Damned to Eternity
- Author: Adam Pitluk
- Subjects: James Scott
- Genres: Non-fiction, crime
- Publisher: Da Capo Press
- ISBN: 978-0-306-81527-0

= Damned to Eternity =

2007 non-fiction crime book by Adam Pitluk

Damned to Eternity is a 2007 book about the criminal conviction of James Scott, who was found guilty of damaging a levee in 1993, causing flooding.

It was written by journalist and academic Adam Pitluk.

== Publication ==
Damned to Eternity was written by Adam Pitluk who was previously a Time magazine reporter and who also wrote Standing Eight: The Inspiring Story of Jesus “El Matador” Chavez, Who Became Lightweight Champion of the World, (2006).

The book was published by Da Capo Press in 2007.

== Synopsis ==
The book is about James Scott, who was convicted of damaging a levee on the Mississippi River at West Quincy, Missouri exacerbating the Great Flood of 1993. Scott is described as a man with an alcohol problem who worked at Burger King.
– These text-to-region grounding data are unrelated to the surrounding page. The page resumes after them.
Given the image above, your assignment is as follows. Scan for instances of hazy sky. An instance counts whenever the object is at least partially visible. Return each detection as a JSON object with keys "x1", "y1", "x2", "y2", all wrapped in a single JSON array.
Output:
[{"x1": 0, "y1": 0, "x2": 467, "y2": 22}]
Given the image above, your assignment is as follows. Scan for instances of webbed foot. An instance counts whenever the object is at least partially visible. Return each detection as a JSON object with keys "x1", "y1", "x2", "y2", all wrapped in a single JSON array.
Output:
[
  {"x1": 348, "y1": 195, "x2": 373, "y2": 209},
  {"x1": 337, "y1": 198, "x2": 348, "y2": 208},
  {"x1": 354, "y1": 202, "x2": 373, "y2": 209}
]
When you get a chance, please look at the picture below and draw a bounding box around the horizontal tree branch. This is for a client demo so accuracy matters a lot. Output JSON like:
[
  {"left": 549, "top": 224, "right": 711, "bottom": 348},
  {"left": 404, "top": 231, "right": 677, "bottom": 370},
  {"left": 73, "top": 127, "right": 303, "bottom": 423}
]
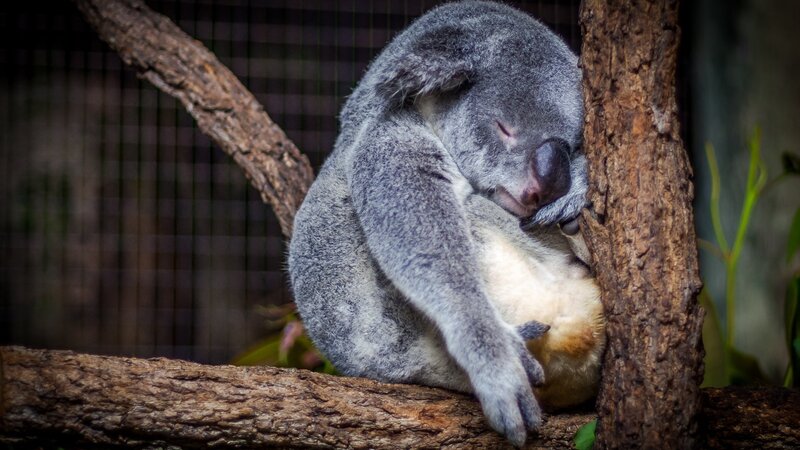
[
  {"left": 73, "top": 0, "right": 315, "bottom": 237},
  {"left": 1, "top": 346, "right": 798, "bottom": 449}
]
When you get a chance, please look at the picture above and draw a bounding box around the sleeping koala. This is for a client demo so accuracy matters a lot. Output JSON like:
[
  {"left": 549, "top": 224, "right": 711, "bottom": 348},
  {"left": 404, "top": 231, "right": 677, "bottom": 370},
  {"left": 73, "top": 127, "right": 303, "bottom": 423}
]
[{"left": 288, "top": 1, "right": 602, "bottom": 446}]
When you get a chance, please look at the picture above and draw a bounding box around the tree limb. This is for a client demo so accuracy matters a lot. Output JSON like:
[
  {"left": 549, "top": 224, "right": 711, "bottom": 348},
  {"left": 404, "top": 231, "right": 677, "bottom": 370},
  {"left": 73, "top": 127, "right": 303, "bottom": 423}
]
[
  {"left": 73, "top": 0, "right": 314, "bottom": 237},
  {"left": 0, "top": 346, "right": 587, "bottom": 449},
  {"left": 1, "top": 347, "right": 799, "bottom": 449}
]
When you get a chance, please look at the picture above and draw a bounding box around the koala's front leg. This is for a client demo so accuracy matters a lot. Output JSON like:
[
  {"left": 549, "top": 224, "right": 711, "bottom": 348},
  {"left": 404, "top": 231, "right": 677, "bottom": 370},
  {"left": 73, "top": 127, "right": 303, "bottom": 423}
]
[{"left": 350, "top": 129, "right": 543, "bottom": 447}]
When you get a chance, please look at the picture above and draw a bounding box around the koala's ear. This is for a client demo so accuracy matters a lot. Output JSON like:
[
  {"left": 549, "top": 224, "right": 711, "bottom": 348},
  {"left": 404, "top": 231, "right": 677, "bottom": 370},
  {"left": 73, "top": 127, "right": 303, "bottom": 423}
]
[{"left": 376, "top": 26, "right": 475, "bottom": 106}]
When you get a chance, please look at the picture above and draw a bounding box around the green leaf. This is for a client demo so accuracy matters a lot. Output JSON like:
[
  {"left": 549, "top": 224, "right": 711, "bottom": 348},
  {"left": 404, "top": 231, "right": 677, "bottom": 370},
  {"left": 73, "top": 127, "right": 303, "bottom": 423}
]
[
  {"left": 781, "top": 152, "right": 800, "bottom": 176},
  {"left": 574, "top": 419, "right": 597, "bottom": 450},
  {"left": 725, "top": 128, "right": 768, "bottom": 350},
  {"left": 700, "top": 289, "right": 727, "bottom": 387},
  {"left": 787, "top": 208, "right": 800, "bottom": 263},
  {"left": 705, "top": 142, "right": 729, "bottom": 253}
]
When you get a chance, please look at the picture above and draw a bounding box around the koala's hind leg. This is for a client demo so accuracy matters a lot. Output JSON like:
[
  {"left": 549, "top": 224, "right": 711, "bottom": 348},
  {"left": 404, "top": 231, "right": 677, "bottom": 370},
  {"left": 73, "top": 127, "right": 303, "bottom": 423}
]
[
  {"left": 298, "top": 259, "right": 471, "bottom": 391},
  {"left": 288, "top": 168, "right": 470, "bottom": 392}
]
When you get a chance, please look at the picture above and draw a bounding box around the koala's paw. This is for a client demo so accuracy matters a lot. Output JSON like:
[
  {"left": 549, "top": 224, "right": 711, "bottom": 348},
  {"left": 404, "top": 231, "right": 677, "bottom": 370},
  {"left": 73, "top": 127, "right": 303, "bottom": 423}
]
[
  {"left": 517, "top": 320, "right": 551, "bottom": 341},
  {"left": 470, "top": 333, "right": 544, "bottom": 447},
  {"left": 528, "top": 191, "right": 586, "bottom": 227}
]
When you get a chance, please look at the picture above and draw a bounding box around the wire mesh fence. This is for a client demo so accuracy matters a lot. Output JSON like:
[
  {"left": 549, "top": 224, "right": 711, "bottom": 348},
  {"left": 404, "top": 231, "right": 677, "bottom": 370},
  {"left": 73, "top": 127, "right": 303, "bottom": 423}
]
[{"left": 0, "top": 0, "right": 581, "bottom": 364}]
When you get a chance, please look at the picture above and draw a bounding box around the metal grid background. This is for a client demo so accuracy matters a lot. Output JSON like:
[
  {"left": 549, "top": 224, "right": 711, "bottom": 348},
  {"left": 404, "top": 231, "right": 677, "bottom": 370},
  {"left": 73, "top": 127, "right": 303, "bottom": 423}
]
[{"left": 0, "top": 0, "right": 581, "bottom": 364}]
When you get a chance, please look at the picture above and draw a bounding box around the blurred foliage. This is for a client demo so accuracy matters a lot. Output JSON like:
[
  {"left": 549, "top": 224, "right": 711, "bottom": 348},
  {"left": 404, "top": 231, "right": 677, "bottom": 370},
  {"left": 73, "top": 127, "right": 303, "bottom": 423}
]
[
  {"left": 784, "top": 210, "right": 800, "bottom": 387},
  {"left": 231, "top": 303, "right": 337, "bottom": 375},
  {"left": 701, "top": 128, "right": 800, "bottom": 387}
]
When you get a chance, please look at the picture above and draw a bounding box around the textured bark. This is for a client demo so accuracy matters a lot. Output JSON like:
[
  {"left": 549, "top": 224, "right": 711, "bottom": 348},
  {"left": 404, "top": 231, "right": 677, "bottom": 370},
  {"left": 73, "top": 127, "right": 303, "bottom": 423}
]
[
  {"left": 0, "top": 347, "right": 588, "bottom": 449},
  {"left": 698, "top": 387, "right": 800, "bottom": 449},
  {"left": 579, "top": 0, "right": 705, "bottom": 448},
  {"left": 1, "top": 347, "right": 798, "bottom": 449},
  {"left": 73, "top": 0, "right": 314, "bottom": 237}
]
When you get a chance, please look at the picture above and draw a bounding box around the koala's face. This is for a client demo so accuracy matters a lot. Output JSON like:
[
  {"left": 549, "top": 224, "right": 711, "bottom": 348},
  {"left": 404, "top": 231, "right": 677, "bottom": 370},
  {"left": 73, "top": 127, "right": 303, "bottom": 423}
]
[{"left": 425, "top": 35, "right": 584, "bottom": 224}]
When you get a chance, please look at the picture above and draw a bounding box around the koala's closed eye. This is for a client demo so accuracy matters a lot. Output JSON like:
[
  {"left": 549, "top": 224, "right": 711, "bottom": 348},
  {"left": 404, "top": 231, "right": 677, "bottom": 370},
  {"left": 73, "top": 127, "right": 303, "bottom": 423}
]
[
  {"left": 496, "top": 121, "right": 518, "bottom": 146},
  {"left": 496, "top": 121, "right": 513, "bottom": 137}
]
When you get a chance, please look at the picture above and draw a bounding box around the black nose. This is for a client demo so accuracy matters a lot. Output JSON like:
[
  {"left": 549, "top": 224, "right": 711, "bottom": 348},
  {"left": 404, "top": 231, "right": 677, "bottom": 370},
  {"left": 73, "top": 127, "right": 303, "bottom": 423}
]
[{"left": 524, "top": 138, "right": 571, "bottom": 209}]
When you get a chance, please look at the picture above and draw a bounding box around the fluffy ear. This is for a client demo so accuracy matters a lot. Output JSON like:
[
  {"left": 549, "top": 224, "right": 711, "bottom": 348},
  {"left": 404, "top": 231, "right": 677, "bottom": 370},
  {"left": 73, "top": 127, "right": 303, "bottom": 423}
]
[{"left": 376, "top": 26, "right": 475, "bottom": 105}]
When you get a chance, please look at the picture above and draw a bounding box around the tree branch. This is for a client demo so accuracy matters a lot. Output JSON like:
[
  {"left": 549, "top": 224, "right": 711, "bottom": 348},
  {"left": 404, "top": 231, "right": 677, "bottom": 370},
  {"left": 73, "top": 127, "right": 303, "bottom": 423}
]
[
  {"left": 73, "top": 0, "right": 314, "bottom": 237},
  {"left": 0, "top": 347, "right": 587, "bottom": 449},
  {"left": 1, "top": 347, "right": 798, "bottom": 448}
]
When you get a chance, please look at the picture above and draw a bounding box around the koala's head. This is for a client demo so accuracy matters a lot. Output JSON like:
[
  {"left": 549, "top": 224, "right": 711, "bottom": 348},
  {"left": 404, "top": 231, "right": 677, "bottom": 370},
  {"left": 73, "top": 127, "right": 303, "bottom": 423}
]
[{"left": 374, "top": 2, "right": 586, "bottom": 226}]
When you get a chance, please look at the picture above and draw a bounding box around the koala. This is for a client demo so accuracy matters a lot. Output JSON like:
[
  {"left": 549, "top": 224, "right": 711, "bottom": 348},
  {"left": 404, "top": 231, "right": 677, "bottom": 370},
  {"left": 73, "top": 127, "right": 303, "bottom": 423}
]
[{"left": 288, "top": 1, "right": 603, "bottom": 446}]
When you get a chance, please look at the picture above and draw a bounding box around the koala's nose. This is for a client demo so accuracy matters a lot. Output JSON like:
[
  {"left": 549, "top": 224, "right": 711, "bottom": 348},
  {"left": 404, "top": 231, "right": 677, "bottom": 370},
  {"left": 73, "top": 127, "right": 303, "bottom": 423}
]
[{"left": 522, "top": 139, "right": 571, "bottom": 209}]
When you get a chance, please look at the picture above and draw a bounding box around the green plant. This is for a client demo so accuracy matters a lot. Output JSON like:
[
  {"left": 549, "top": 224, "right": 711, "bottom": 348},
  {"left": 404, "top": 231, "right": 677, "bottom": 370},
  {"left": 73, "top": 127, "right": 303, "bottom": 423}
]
[
  {"left": 700, "top": 129, "right": 799, "bottom": 386},
  {"left": 231, "top": 303, "right": 337, "bottom": 375}
]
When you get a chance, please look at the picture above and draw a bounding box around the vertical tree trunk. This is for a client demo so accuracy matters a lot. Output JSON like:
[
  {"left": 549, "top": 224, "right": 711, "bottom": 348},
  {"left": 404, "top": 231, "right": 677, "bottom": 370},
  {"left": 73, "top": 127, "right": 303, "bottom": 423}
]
[{"left": 579, "top": 1, "right": 704, "bottom": 448}]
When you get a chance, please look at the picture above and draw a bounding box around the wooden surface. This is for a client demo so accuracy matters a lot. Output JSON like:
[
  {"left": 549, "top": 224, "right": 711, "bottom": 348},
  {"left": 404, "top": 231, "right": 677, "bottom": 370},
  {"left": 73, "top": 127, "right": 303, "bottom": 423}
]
[
  {"left": 73, "top": 0, "right": 314, "bottom": 237},
  {"left": 1, "top": 347, "right": 799, "bottom": 449},
  {"left": 0, "top": 347, "right": 588, "bottom": 449},
  {"left": 580, "top": 0, "right": 705, "bottom": 448}
]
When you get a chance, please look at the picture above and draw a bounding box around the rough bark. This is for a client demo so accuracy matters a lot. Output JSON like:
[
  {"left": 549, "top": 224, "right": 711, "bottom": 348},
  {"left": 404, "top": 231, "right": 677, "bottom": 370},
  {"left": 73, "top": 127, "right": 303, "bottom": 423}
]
[
  {"left": 0, "top": 347, "right": 588, "bottom": 449},
  {"left": 73, "top": 0, "right": 314, "bottom": 237},
  {"left": 1, "top": 347, "right": 798, "bottom": 449},
  {"left": 579, "top": 1, "right": 705, "bottom": 448},
  {"left": 698, "top": 387, "right": 800, "bottom": 449}
]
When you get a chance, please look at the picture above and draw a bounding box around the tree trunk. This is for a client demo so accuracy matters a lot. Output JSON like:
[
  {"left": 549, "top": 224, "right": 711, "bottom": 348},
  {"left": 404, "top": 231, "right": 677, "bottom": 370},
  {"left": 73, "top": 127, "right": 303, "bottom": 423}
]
[
  {"left": 73, "top": 0, "right": 314, "bottom": 237},
  {"left": 1, "top": 347, "right": 798, "bottom": 449},
  {"left": 580, "top": 1, "right": 705, "bottom": 448}
]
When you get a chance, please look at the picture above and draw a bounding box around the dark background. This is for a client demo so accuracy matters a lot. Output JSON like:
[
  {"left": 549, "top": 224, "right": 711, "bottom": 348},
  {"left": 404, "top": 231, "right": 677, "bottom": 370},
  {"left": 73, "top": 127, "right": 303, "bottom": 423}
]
[
  {"left": 0, "top": 0, "right": 580, "bottom": 364},
  {"left": 1, "top": 0, "right": 797, "bottom": 379}
]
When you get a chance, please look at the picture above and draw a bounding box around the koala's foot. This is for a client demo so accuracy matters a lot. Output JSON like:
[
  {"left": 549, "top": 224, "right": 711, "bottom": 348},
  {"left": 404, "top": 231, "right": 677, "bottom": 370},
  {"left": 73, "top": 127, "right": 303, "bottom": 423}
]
[{"left": 469, "top": 329, "right": 545, "bottom": 447}]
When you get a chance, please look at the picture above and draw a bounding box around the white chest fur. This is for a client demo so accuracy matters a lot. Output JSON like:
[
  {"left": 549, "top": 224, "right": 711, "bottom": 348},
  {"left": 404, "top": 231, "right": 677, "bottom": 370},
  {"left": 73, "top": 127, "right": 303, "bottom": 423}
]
[{"left": 478, "top": 228, "right": 605, "bottom": 409}]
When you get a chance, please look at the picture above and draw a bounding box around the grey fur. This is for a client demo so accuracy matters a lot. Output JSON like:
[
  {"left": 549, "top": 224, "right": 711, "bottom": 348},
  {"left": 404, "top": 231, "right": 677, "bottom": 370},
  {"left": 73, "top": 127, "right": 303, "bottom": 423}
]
[{"left": 288, "top": 1, "right": 585, "bottom": 446}]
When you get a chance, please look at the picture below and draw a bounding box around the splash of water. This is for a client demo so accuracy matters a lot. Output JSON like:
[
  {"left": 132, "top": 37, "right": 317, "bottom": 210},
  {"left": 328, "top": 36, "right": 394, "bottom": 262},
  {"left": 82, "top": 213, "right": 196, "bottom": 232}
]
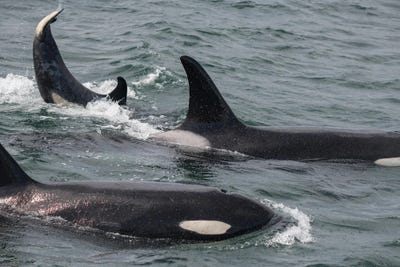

The book documents his mental illness and childhood school arson. As an adult, Scott volunteered to respond to the flooding but often neglected his duties. After he reported some damage to a levee, Scott was accused of causing the damage, before being found guilty.

The book hints at a possible miscarriage of justice but does not strongly advocate for Scott's guilt or innocence.

== Critical reception and aftermath ==
Noting that the book neither attempts to convince readers of Scott's guilt or innocence, Kirkus Reviews described it as "comprehensive but halfhearted." Publishers Weekly commended the author for doing a "superb job." The Star Tribune described the book as compelling.

In 2022, Pitluk contributed to the Vice News documentary Overlooked, which followed up on the issues featured in the book.